The further six-month extension under the ABSD remission rules will give developers more time to complete their projects, but do not change the date of delivery of vacant possession stipulated in the sale and purchase agreement between the developer and the buyer, a Ministry of National Development (MND) spokesman said.

“The Government is aware of the concerns regarding the liquidated damages under the terms of the sale and purchase agreement which developers may incur as a result of delays due to the pandemic.

“We are studying the concerns regarding the liquidated damages, and will implement additional relief measures as necessary, to ensure that neither party bears an undue share of the burden caused by the pandemic,” MND said.

Thursday’s additional relief measures are unlikely to change most developers’ commitment to build and complete the projects as soon as possible, because their commitment to buyers in their sale and purchase agreements remain the same, said Mr Lee Liat Yeang, senior partner at Dentons Rodyk & Davidson’s corporate real estate practice.

“I suspect developers will be disappointed that no additional time is given for sales beyond the extra six months given in May. This could be reflective of the apparent strong sales figures in recent months,” he added.

New private home sales typically slow during the Hungry Ghost month, but in August, they surged for a fourth straight month after the circuit breaker period. The buoyant recovery has led to upward revisions by analysts, with some forecasting this year’s transactions may exceed the 9,912 last year.
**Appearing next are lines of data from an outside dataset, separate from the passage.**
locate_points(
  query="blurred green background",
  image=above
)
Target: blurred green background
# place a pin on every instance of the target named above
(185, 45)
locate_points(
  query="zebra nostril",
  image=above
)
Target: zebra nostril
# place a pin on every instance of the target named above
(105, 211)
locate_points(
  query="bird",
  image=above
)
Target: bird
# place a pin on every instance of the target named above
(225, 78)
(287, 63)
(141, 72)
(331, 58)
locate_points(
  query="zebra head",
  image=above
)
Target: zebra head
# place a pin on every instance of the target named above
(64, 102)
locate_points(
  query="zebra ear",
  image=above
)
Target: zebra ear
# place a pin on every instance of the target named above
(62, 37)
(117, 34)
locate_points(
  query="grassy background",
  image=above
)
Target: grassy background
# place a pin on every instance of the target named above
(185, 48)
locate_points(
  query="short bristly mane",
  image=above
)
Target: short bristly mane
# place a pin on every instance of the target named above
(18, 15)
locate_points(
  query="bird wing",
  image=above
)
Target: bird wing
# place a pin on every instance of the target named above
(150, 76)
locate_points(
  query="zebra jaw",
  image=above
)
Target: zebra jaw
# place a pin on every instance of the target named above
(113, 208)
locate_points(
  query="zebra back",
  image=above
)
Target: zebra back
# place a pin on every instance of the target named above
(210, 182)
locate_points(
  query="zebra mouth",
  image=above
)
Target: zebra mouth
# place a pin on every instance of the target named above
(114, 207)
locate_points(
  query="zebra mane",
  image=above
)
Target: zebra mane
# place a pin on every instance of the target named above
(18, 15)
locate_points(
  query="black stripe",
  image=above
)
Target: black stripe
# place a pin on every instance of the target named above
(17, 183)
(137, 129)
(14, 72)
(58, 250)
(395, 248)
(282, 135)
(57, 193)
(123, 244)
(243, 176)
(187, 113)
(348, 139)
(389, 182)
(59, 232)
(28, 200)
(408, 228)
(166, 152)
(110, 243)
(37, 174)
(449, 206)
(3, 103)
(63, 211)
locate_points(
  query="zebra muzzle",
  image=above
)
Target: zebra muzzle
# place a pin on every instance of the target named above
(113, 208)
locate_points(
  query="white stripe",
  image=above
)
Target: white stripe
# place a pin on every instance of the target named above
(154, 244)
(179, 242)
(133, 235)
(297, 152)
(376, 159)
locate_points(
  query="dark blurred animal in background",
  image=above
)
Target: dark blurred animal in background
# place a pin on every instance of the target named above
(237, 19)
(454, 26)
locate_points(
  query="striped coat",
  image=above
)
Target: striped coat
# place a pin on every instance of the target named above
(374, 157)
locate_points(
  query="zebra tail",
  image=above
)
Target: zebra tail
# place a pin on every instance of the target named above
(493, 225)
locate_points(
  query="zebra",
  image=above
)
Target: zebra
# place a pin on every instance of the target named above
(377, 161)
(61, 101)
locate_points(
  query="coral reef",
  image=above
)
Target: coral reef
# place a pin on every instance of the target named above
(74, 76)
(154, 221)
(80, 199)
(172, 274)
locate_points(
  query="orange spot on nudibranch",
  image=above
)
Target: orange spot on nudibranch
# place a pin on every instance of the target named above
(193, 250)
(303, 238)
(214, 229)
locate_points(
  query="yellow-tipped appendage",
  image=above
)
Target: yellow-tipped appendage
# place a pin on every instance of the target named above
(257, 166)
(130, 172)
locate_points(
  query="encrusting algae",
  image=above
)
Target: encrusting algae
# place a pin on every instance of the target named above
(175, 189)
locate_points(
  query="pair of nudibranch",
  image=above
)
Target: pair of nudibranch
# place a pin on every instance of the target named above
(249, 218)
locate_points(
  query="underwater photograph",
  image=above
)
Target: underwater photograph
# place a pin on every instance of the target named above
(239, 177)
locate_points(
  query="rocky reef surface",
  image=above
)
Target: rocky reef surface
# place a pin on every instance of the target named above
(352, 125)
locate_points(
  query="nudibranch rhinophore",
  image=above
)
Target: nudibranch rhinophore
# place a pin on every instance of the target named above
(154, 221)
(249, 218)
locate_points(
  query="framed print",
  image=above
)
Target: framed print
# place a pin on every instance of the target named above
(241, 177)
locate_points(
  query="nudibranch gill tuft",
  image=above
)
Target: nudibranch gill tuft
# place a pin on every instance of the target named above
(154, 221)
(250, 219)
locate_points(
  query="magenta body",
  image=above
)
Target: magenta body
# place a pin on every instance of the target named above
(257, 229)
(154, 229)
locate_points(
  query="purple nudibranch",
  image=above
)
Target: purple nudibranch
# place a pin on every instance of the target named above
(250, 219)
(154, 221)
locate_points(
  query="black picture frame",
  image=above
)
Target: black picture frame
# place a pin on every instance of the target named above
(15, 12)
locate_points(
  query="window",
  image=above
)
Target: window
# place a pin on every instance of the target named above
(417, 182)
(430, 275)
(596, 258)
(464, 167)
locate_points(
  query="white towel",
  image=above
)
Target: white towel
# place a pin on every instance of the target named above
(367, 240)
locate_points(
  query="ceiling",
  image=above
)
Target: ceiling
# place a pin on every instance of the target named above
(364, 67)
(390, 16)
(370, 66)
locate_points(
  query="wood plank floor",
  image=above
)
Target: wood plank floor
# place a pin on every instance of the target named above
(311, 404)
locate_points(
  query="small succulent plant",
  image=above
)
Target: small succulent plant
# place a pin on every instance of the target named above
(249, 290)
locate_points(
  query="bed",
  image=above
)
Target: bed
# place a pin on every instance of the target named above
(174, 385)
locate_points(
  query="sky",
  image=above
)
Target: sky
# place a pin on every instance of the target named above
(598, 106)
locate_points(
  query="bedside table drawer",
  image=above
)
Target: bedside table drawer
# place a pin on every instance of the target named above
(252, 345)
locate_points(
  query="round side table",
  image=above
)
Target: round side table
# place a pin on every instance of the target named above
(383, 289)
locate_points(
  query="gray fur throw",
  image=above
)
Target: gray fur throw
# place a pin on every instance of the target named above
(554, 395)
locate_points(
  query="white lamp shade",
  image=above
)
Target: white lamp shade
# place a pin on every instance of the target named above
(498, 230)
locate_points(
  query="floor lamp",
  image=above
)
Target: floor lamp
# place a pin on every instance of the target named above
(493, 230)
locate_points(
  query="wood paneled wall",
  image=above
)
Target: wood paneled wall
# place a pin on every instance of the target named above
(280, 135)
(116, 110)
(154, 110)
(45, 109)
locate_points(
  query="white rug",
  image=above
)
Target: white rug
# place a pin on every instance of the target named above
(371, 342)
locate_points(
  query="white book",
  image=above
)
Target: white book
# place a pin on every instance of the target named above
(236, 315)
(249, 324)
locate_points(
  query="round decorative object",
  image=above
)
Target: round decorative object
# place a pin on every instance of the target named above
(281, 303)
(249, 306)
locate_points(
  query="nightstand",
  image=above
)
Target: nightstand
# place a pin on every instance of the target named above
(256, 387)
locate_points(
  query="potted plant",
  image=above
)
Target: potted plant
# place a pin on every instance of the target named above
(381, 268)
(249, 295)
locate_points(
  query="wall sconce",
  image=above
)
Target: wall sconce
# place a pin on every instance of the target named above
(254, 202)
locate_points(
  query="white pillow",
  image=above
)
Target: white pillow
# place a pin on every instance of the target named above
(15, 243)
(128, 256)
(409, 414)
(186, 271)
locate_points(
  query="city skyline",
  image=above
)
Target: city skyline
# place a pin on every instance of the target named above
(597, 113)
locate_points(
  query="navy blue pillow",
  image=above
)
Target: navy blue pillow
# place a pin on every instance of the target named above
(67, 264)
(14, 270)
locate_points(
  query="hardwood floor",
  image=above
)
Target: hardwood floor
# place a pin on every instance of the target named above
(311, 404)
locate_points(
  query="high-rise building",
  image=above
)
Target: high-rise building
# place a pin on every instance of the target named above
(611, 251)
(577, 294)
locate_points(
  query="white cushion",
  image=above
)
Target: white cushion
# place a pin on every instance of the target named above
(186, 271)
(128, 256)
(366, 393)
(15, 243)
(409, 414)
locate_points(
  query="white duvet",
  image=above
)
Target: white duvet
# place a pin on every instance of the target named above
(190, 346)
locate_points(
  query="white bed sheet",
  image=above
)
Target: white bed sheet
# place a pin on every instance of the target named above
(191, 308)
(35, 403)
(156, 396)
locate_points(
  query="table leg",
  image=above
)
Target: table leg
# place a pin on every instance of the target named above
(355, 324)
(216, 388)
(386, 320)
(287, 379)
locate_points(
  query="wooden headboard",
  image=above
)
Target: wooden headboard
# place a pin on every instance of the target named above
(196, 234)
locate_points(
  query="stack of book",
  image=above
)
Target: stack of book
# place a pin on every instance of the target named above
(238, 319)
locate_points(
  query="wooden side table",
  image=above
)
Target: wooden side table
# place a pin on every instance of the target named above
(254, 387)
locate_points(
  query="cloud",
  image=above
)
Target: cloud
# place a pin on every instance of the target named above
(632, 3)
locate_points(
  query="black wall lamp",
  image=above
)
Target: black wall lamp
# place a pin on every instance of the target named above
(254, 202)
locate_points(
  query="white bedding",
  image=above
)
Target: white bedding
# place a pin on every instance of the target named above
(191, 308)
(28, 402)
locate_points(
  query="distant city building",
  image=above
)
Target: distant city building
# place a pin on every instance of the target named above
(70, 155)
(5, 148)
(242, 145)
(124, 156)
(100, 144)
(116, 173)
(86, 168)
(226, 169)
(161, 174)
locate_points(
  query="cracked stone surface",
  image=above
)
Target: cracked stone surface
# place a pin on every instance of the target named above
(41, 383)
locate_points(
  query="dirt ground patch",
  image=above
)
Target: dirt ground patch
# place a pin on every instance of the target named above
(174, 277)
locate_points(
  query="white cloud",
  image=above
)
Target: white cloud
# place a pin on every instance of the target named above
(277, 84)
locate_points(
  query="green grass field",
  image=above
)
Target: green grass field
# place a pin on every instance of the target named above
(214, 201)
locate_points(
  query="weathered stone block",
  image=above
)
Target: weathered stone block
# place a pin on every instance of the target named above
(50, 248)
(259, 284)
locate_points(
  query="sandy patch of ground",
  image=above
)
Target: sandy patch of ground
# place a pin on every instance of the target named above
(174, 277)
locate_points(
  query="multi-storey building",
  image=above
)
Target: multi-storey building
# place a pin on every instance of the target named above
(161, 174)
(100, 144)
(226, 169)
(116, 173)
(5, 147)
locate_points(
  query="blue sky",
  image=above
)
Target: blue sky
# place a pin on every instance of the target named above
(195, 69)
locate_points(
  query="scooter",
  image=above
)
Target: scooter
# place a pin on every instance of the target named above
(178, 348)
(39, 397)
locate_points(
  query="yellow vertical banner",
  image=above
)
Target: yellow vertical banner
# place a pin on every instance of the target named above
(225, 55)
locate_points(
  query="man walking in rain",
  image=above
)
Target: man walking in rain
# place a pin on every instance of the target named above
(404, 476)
But Mr Lee noted that this sales trend could change in the coming months, following new rules prohibiting developers from reissuing the option to purchase (OTP) multiple times to the same buyer for the same unit.

Ms Tricia Song, head of research at Colliers International, believes the extension of the relief measures is “equitable, (and) targeted at relieving the pressures of meeting deadlines specific to project completion dates”.

“Show-flats have reopened and pre-sales since June have almost caught up with 2019’s pace of pre-sales. The delays have been mainly in the commencement and construction of projects,” she said.

“While the clampdown of reissuance of OTPs could cool the market by encouraging marginal buyers to exercise more financial discipline, we believe there is genuine demand. Good projects priced sensitively should have no problem selling within the timeline.

“Not extending the deadline to sell should encourage developers to continue to price their projects attractively, instead of holding back.”

There was also no further extension for married Singaporean couples, who now have one year instead of six months to sell their first home to qualify for remission of ABSD for their second property.

“Buoyant HDB (Housing Board) resales and the higher HDB resale price index in the third quarter testified to the resilience of the market. Upgraders should have no excuse for their inability to sell due to the pandemic or circuit breaker,” Ms Song said.